Ella reached the end of the street, but instead of turning onto Elm Street toward the Dove house, she headed in the other direction. At the edge of town, the houses were smaller, had less trim, and were much farther apart. Ella turned off a windy, narrow road and into the driveway of a familiar yellow house.

Aunt Jo sat on her front porch, her cane leaning against the windowsill near her chair, her chunky bulldog Moon Pie asleep at her feet. Her colorful dress of blue and pink flowers clashed with her fluffy purple slippers as she steadily snapped green beans from a brown paper bag into the yellow bowl in her lap.

Ella parked under the huge oak tree, grabbed her purse, and climbed out, the humidity stealing her breath. Whew. Paris got humid, but not southern US humid. She climbed up the stairs, loving that the porch floor was painted a deep aqua while the ceiling above was a familiar but welcome haint blue. “Good afternoon.”

“You’re late.” Aunt Jo dropped some green beans into the bowl in her lap. “I expected you last week.”

Ella dropped her bag beside a faded wicker chair and sat. “Sarah told you I was coming.”

“She never said a word.” Aunt Jo snapped a bean in half with a bit more force than necessary.
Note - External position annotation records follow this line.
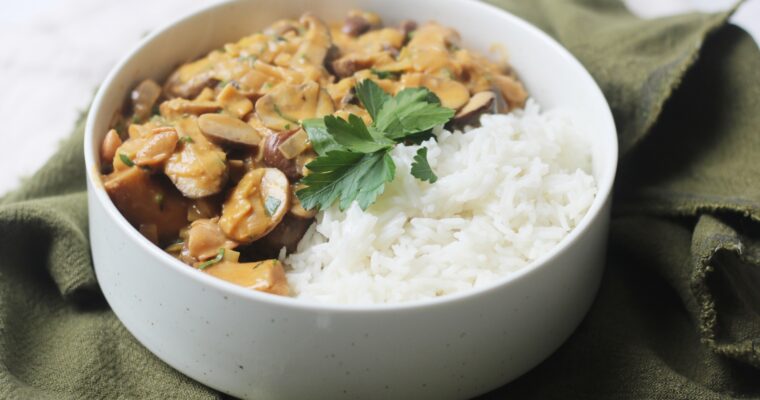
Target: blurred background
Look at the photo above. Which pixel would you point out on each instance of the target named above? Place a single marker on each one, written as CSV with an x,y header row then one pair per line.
x,y
54,53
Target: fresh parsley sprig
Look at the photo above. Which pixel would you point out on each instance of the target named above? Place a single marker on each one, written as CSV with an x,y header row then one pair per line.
x,y
353,160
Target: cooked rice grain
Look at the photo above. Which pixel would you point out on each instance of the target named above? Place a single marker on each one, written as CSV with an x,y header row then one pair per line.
x,y
507,193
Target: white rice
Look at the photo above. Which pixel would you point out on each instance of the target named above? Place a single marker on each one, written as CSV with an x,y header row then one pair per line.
x,y
507,193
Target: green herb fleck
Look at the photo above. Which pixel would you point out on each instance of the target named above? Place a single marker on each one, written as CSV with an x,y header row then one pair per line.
x,y
354,161
385,74
250,60
421,168
219,257
283,116
272,204
125,159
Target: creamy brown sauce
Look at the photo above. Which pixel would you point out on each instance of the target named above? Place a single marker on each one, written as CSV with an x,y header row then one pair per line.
x,y
206,165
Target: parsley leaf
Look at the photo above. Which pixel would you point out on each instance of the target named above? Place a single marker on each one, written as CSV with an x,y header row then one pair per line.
x,y
219,257
354,135
420,167
272,204
320,139
411,111
346,176
354,161
125,159
372,97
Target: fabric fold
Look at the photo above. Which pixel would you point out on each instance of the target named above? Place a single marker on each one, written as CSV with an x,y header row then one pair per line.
x,y
678,312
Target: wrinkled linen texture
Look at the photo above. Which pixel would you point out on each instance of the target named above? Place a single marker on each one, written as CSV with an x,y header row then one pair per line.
x,y
678,312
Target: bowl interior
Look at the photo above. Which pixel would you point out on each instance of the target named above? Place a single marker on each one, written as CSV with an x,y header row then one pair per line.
x,y
552,76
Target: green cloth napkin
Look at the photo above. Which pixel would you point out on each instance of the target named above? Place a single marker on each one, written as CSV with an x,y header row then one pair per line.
x,y
678,313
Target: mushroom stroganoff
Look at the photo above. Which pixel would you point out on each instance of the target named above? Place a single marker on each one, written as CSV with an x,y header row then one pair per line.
x,y
230,160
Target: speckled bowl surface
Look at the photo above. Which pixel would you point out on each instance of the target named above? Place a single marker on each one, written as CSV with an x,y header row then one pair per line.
x,y
254,345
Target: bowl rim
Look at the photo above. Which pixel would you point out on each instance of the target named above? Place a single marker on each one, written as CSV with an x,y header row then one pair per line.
x,y
604,191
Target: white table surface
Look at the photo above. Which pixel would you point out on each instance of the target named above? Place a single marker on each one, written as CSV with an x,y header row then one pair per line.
x,y
53,53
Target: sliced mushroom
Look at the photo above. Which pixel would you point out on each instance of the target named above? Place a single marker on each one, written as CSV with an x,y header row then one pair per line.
x,y
205,238
297,209
407,26
144,200
198,168
355,25
205,208
178,107
479,103
234,102
226,129
451,93
351,63
286,105
144,97
108,148
315,44
286,235
265,276
190,79
295,144
273,157
512,90
257,204
157,148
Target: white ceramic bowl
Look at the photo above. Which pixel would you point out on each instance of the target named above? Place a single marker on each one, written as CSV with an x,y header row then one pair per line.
x,y
255,345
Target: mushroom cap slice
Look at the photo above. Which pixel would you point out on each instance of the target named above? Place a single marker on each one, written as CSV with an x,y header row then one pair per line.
x,y
157,148
227,129
265,276
144,96
257,204
143,200
479,102
205,237
198,168
286,105
512,90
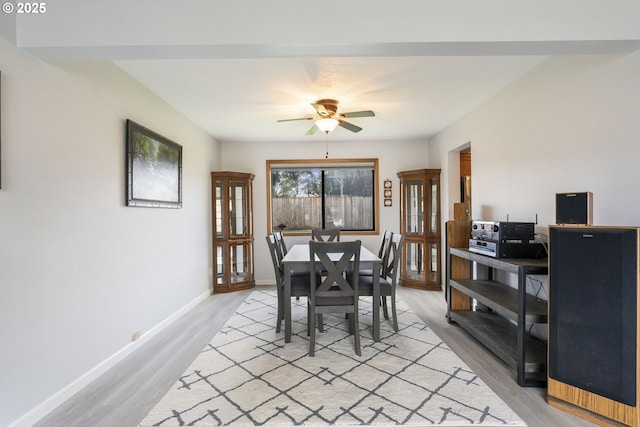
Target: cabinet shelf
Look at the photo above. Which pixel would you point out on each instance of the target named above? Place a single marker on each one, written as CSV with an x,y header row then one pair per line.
x,y
502,299
500,336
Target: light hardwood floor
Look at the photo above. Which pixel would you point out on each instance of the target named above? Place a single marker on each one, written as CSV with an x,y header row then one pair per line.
x,y
124,395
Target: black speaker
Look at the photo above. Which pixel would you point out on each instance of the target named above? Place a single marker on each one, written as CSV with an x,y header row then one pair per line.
x,y
593,313
574,208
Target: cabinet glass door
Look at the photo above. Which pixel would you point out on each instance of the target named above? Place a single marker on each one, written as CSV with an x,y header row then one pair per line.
x,y
220,270
239,262
433,205
414,208
219,231
414,267
237,208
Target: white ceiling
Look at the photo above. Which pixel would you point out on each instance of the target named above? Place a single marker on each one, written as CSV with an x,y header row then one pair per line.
x,y
412,97
235,68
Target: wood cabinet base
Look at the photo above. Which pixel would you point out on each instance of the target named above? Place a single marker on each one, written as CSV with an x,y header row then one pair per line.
x,y
421,285
590,406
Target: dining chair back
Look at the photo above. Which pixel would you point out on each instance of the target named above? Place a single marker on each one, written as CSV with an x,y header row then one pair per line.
x,y
300,281
320,235
383,253
390,273
388,278
282,246
334,291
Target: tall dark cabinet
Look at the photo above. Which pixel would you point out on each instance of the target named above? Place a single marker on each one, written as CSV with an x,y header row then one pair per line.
x,y
232,231
593,320
420,224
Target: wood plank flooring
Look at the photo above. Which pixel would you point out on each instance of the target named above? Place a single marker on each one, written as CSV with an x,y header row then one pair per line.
x,y
124,395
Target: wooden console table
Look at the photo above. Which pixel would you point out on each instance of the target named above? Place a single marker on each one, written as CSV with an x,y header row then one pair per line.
x,y
501,327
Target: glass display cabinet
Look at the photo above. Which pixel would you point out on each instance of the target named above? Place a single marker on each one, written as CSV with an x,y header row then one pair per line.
x,y
420,223
232,231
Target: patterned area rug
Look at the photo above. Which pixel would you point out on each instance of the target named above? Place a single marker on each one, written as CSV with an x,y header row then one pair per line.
x,y
248,376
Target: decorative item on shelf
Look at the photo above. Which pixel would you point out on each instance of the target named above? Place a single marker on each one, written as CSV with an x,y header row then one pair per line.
x,y
387,192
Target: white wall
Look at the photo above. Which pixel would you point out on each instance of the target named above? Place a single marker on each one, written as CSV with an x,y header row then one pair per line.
x,y
393,156
569,125
79,271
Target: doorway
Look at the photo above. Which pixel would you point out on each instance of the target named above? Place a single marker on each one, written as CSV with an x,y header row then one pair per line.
x,y
465,180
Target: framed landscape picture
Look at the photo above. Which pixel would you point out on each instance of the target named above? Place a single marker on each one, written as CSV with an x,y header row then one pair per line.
x,y
154,169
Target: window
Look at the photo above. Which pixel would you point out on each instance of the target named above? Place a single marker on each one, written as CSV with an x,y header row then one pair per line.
x,y
306,194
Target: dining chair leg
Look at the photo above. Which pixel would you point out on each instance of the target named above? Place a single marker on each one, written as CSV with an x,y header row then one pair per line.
x,y
280,315
356,332
394,313
385,309
312,332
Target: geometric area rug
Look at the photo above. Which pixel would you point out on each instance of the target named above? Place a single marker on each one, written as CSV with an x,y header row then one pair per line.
x,y
248,376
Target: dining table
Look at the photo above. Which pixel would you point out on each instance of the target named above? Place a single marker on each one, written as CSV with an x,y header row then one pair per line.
x,y
297,258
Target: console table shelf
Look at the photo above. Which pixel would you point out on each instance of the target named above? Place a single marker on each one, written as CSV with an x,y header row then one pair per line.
x,y
501,327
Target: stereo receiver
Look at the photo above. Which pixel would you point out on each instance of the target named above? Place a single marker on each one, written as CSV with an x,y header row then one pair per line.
x,y
502,231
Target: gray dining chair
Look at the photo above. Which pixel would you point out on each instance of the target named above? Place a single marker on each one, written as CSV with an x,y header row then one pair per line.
x,y
333,292
300,280
383,253
388,278
282,245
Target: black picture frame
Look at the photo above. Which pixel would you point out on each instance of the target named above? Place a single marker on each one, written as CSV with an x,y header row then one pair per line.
x,y
154,169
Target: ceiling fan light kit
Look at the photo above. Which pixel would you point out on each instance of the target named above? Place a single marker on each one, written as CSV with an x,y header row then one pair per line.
x,y
326,125
329,119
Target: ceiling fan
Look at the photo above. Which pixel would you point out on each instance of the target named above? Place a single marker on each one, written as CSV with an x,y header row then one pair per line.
x,y
329,117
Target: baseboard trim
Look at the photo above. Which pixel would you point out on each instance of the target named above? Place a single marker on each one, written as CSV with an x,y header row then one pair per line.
x,y
51,403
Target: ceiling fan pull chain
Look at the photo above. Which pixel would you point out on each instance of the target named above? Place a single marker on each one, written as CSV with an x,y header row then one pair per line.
x,y
326,145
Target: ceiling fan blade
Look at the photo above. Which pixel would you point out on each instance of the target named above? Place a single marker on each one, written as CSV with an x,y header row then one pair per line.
x,y
313,130
366,113
349,126
320,109
291,120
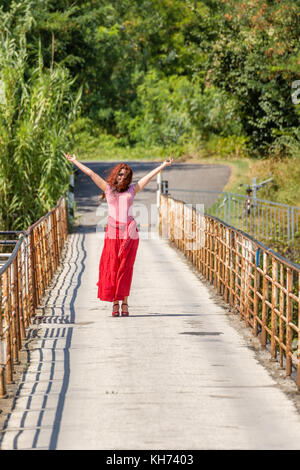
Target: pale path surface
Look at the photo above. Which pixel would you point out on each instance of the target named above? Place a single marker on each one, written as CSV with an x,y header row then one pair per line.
x,y
173,375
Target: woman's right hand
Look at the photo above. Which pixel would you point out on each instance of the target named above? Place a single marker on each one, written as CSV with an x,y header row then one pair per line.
x,y
70,158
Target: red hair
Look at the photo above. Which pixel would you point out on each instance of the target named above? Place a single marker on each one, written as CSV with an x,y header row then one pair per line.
x,y
112,178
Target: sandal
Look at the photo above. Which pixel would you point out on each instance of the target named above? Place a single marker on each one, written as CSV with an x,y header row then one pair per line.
x,y
123,313
115,312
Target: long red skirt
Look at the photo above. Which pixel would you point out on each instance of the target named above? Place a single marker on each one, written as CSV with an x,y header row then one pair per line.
x,y
117,260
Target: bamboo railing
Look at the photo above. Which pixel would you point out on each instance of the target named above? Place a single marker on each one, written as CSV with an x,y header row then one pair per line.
x,y
260,285
23,281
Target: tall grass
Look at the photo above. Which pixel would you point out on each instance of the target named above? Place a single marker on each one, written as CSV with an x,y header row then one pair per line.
x,y
36,110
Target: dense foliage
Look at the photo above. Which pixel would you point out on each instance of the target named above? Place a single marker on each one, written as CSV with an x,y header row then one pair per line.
x,y
217,74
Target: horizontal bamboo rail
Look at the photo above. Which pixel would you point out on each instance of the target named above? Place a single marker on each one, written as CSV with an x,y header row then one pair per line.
x,y
260,285
23,281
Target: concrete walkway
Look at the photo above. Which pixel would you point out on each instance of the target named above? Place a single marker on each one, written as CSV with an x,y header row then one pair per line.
x,y
173,375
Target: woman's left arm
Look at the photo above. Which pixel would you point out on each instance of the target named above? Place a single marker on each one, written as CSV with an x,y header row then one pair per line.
x,y
147,178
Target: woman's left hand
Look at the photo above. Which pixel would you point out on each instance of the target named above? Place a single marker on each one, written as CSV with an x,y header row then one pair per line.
x,y
168,162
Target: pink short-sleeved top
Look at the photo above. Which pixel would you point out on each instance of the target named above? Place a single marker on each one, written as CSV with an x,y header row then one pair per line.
x,y
120,204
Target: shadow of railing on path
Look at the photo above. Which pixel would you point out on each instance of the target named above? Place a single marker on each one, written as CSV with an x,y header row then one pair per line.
x,y
43,392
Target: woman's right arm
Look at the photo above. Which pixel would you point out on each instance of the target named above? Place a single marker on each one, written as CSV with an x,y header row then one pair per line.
x,y
100,182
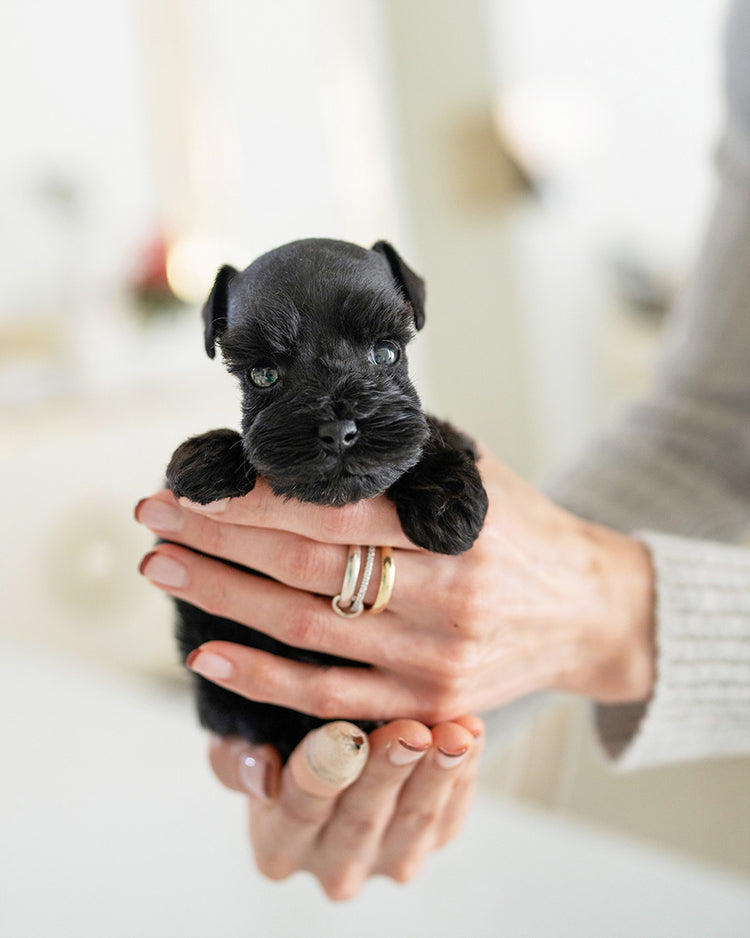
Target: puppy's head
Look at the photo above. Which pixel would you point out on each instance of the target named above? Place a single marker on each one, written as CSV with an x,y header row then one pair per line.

Although she was sitting in the shade, she shone with dampness, the humidity dewy on her dark skin. “You Doves aren’t the only ones who know things.”

Ella nodded toward the two glasses of lemonade sitting on the side table. “I hope one of those is for me.”

“One is. This heat is something else.” Aunt Jo pulled a handkerchief from her pocket and wiped her shiny brow, her eyes twinkling. “They say the water’s so hot in Lake Fontana that the fish are jumping into boats fully cooked.”

Ella laughed and took a sip of the lemonade. The drink was the perfect combination of tart and sweet. No one knew flavors better than Aunt Jo. “Don’t order lemonade in France. You’ll get a nasty beverage called citronade.”

“France.” Aunt Jo made a face. “Why did you have to move there, anyway?”

“A lot of reasons. It’s beautiful.”

Aunt Jo’s gaze moved past Ella to the large fields around them where yellow and purple flowers dotted the green rye grass. “It’s beautiful here, too.”

“I know, but—” Ella shrugged. “I just wanted more. Not money or fame, but more… happiness, I suppose.”

“You can’t move to happiness. You have to find it where you’re at so you can take it with you everywhere you go.”

Ella tamped down her impatience. As if it were that easy to “find happiness.” She forced a smile. “Plus I wanted to learn patisserie from the best.”

“I could have taught you everything you needed to know right here.”

Ella couldn’t argue with that. Aunt Jo had a remarkable understanding of pastry, which Ella hadn’t truly appreciated until she’d gone to cooking school and realized that, thanks to Aunt Jo, she already knew most of the methods that were taught. Ella swirled the lemonade in her glass, an icy drop splashing onto her knee. “I wish I could have taken Momma to Paris. She would have loved it.”

Aunt Jo’s eyes grew shiny. Moon Pie lifted his head and looked at Aunt Jo, who bent down and gave him another pat. “I still miss your momma. We were as different as day and night but had a lot in common. That’s the mark of true friends. You’re different and yet the same.”

Ella couldn’t argue with that. Momma’d had a heart condition—which eventually took her—and it had made her quiet and slow-moving. Meanwhile, Aunt Jo was as loud and powerful as a freight train. When she laughed, her round belly shook like a TV Santa Claus, and she laughed often. But while the two women had been physical opposites, both had strong, determined spirits.